Scores of people killed after powerful earthquake, tsunami hit Indonesia

Jakarta: Scores of people were killed when a powerful quake and tsunami struck central Indonesia, an AFP photographer at the scene said on Saturday, as rescuers scrambled to reach the stricken region.

Photographs from Palu, home to around 350,000 on the coast of Sulawesi island, showed partially covered bodies on the ground near the shore, the morning after tsunami waves as high as 1.5 metres (five feet) slammed into the city.

The tsunami was triggered by a strong quake that brought down several buildings and sent locals fleeing their homes for higher ground as a churning wall of water crashed into Palu.

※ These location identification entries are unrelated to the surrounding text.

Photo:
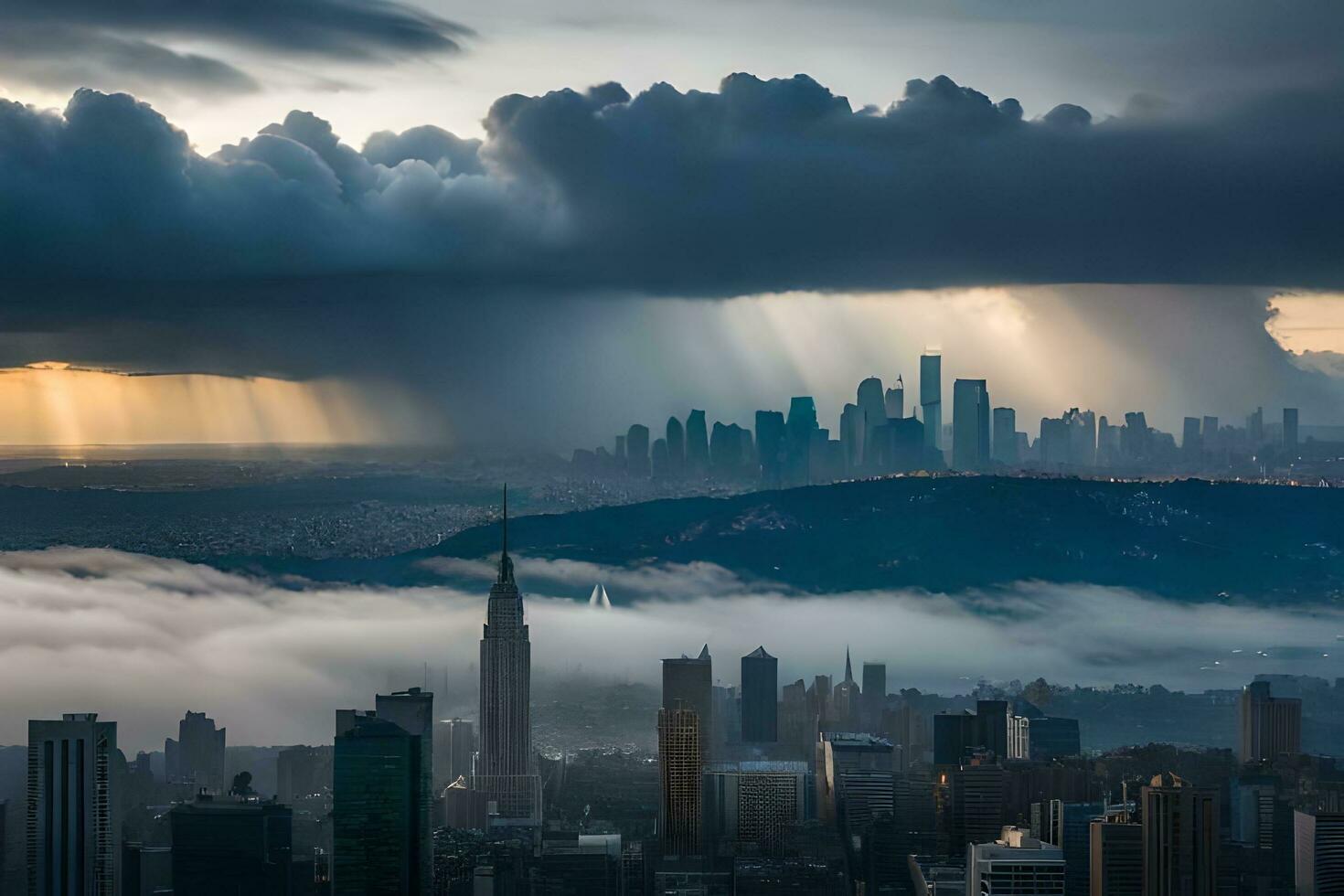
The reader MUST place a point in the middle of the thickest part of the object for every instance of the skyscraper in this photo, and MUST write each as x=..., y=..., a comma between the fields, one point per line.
x=677, y=446
x=1255, y=429
x=74, y=830
x=874, y=693
x=303, y=772
x=414, y=712
x=1269, y=726
x=1318, y=856
x=454, y=743
x=660, y=463
x=1191, y=443
x=872, y=406
x=680, y=762
x=637, y=450
x=1017, y=864
x=771, y=445
x=197, y=755
x=504, y=766
x=689, y=683
x=844, y=699
x=697, y=443
x=760, y=698
x=222, y=847
x=852, y=434
x=1180, y=838
x=969, y=425
x=1115, y=853
x=798, y=427
x=930, y=397
x=1004, y=448
x=895, y=400
x=377, y=801
x=752, y=805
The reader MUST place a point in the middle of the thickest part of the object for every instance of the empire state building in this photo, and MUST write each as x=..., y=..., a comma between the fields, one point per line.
x=504, y=767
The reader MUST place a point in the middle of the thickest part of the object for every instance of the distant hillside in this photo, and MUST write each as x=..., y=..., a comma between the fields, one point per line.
x=1191, y=540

Dramatic video footage filmed from the top floor of a parking ramp in Palu, nearly 80 kilometres (50 miles) from the quake's epicentre, showed waves of water bring down several buildings and inundate a large mosque.

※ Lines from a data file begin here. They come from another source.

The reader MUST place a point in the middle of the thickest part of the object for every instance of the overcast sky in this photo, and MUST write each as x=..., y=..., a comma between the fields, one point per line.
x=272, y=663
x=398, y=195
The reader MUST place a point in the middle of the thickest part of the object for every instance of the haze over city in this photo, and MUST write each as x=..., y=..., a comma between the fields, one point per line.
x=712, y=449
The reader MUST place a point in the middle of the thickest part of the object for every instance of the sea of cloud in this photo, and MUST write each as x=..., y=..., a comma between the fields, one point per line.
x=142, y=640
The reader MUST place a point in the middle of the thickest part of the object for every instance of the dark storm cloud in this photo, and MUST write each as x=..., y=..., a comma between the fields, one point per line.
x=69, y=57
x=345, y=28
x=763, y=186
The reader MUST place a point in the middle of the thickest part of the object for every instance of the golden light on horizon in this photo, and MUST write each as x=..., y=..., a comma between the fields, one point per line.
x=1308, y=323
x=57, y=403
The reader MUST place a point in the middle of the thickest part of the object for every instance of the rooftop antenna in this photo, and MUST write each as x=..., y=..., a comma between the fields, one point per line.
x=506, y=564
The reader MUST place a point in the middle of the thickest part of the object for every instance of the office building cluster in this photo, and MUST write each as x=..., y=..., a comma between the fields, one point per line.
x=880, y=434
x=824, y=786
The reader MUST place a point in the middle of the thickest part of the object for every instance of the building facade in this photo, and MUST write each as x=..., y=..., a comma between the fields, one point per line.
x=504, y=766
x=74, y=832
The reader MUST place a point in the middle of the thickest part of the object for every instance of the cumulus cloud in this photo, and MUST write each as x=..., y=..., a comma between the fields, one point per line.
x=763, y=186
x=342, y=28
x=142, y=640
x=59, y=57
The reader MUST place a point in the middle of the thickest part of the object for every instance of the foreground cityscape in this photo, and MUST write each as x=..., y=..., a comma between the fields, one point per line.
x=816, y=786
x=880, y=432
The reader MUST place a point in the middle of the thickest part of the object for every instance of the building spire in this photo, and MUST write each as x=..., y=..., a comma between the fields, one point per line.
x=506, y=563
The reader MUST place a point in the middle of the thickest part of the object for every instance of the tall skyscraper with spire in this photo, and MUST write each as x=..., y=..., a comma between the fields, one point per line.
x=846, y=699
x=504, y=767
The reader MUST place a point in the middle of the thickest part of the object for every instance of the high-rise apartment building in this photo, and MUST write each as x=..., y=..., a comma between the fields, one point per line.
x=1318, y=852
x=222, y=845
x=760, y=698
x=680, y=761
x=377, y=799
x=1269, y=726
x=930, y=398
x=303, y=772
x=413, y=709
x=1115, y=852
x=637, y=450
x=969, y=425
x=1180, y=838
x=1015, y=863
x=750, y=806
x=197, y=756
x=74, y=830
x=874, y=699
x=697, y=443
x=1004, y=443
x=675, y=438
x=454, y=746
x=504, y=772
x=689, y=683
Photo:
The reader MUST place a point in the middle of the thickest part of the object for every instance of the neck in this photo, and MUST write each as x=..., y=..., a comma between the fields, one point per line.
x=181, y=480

The shallow 7.5 magnitude tremor was more powerful than a series of quakes that killed hundreds on the Indonesian island of Lombok in July and August.

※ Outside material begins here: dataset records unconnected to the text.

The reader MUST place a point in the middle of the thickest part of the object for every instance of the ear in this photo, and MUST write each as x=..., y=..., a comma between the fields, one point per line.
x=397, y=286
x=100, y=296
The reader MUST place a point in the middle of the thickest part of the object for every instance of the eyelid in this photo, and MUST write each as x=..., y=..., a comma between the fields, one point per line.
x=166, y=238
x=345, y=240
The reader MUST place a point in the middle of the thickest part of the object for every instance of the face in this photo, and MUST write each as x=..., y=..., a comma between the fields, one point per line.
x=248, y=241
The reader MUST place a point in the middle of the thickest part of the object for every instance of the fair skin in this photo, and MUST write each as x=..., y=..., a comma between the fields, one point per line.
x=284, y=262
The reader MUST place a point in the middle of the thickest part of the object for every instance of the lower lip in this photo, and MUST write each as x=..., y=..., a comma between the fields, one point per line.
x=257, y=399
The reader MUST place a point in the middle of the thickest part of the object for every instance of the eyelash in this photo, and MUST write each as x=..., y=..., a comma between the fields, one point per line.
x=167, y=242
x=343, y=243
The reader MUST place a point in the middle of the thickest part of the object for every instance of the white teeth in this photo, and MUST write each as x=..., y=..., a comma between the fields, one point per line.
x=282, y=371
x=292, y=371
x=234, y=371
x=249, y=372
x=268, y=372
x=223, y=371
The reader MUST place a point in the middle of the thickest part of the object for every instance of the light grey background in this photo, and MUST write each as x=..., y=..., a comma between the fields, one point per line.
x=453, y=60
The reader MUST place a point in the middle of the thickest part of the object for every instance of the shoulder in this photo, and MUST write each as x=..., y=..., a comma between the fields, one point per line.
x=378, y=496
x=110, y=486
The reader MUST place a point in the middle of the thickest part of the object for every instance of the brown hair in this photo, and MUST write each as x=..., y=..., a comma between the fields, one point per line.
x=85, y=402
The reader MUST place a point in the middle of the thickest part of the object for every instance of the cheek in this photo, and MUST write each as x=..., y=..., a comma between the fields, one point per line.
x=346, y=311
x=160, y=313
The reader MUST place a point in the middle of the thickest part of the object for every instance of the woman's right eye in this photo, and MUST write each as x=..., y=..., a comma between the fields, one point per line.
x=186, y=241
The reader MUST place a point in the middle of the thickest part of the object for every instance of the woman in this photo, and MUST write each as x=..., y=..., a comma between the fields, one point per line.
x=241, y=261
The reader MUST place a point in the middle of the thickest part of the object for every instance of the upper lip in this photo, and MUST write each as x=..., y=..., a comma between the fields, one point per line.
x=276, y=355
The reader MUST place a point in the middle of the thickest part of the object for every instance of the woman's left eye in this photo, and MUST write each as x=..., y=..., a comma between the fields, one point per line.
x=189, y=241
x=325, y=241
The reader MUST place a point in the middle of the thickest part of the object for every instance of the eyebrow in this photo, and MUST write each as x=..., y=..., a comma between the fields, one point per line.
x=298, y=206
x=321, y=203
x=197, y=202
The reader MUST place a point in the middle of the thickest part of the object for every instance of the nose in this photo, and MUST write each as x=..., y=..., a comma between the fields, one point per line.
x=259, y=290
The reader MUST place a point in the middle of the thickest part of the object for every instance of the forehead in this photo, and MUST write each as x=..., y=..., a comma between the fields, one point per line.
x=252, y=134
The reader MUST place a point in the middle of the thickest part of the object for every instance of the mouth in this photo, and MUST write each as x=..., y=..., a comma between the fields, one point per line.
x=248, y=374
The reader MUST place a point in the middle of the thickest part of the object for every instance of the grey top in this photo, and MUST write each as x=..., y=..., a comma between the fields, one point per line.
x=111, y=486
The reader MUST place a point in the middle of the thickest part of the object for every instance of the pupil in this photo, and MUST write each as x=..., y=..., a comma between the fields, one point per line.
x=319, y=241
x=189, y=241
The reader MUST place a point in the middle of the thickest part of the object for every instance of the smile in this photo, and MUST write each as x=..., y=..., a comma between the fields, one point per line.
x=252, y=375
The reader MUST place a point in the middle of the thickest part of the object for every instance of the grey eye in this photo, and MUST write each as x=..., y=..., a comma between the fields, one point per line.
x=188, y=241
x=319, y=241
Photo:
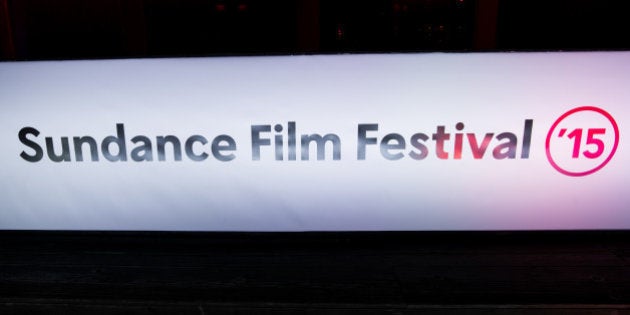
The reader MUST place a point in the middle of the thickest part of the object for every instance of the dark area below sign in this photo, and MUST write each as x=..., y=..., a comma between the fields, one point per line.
x=462, y=272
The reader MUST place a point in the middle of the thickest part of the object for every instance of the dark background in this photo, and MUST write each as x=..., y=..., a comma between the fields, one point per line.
x=529, y=272
x=78, y=29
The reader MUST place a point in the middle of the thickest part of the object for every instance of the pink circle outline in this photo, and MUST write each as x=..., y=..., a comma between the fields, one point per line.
x=565, y=115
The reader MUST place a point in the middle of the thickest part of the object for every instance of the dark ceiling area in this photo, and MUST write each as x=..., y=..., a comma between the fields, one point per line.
x=78, y=29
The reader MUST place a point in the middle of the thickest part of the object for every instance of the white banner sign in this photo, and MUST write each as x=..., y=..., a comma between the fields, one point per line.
x=509, y=141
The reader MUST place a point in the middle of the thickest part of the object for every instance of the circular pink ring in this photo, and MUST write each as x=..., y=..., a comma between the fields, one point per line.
x=565, y=115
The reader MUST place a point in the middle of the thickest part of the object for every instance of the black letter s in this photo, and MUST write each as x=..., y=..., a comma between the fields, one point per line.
x=39, y=153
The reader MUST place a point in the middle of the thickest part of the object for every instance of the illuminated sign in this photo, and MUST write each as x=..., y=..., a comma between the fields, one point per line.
x=508, y=141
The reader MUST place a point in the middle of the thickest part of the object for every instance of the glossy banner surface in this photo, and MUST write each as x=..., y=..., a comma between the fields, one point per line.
x=506, y=141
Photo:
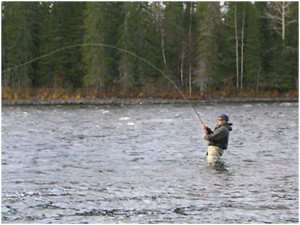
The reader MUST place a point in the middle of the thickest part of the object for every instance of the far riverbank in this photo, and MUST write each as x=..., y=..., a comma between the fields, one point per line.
x=135, y=101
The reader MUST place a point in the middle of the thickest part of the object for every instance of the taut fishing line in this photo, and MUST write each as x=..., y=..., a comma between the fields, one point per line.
x=114, y=47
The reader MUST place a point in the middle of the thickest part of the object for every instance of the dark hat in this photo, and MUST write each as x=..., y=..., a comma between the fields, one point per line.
x=224, y=117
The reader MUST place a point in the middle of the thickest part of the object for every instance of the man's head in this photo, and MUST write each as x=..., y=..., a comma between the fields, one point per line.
x=223, y=119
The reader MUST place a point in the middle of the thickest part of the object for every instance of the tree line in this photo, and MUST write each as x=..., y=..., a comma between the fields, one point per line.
x=199, y=45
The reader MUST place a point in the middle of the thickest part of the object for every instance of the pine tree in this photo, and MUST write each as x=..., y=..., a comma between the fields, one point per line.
x=61, y=27
x=254, y=40
x=19, y=42
x=101, y=24
x=176, y=49
x=208, y=34
x=137, y=35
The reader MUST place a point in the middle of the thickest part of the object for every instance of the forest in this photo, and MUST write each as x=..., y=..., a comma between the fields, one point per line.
x=80, y=49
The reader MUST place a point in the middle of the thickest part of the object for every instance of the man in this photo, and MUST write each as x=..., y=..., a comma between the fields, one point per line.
x=218, y=139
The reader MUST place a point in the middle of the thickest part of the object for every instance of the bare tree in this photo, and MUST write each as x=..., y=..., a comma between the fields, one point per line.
x=279, y=14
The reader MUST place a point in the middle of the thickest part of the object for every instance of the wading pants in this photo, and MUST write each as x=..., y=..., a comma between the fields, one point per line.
x=213, y=154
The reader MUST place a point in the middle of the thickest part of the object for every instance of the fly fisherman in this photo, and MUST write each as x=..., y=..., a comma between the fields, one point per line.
x=218, y=139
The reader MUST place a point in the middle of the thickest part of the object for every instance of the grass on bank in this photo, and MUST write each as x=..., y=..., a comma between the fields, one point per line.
x=60, y=93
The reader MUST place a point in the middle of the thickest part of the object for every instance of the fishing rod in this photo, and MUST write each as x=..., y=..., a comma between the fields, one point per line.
x=119, y=49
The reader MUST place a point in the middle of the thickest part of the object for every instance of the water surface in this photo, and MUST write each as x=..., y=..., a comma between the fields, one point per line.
x=146, y=164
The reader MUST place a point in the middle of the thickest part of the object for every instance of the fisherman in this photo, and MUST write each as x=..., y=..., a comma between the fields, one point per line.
x=218, y=139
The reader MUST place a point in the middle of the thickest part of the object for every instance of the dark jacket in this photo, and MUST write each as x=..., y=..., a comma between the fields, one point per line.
x=220, y=136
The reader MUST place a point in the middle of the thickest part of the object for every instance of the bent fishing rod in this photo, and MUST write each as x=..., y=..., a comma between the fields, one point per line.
x=119, y=49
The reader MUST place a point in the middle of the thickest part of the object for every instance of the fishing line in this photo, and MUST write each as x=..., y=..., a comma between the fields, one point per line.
x=120, y=49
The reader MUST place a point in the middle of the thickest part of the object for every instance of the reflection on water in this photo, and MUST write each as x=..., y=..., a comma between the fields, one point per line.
x=146, y=164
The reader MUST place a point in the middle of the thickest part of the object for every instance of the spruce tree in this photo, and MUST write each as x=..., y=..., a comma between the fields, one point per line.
x=61, y=27
x=102, y=22
x=19, y=42
x=208, y=33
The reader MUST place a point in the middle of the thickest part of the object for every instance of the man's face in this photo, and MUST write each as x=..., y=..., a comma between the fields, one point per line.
x=221, y=121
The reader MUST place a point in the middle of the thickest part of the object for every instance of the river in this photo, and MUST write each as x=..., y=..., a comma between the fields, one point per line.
x=146, y=164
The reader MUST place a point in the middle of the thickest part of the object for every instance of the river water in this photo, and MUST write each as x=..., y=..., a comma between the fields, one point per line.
x=146, y=164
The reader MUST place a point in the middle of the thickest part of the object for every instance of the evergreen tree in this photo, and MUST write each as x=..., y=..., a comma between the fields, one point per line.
x=208, y=34
x=254, y=39
x=19, y=42
x=101, y=24
x=137, y=35
x=281, y=74
x=176, y=49
x=61, y=27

People living hundreds of kilometres from the epicentre reported feeling the massive shake, hours after a smaller jolt killed at least one person in the same part of the Southeast Asian archipelago.

The quake hit just off central Sulawesi at a depth of 10 kilometres just before 6:00 pm local time (1100 GMT), the US Geological Survey (USGS) said. Such shallow quakes tend to be more destructive.

"There are reports that many buildings collapsed in the earthquake," national disaster agency spokesman Sutopo Purwo Nugroho said in a statement.

"Residents panicked and scattered out of their homes."

Pictures supplied by the agency showed a badly damaged shopping mall in Palu where at least one floor had collapsed onto the storey below, while other photographs showed major damage to buildings and large cracks across pavements.

Search and rescue teams have been dispatched to hard-hit areas, Nugroho said.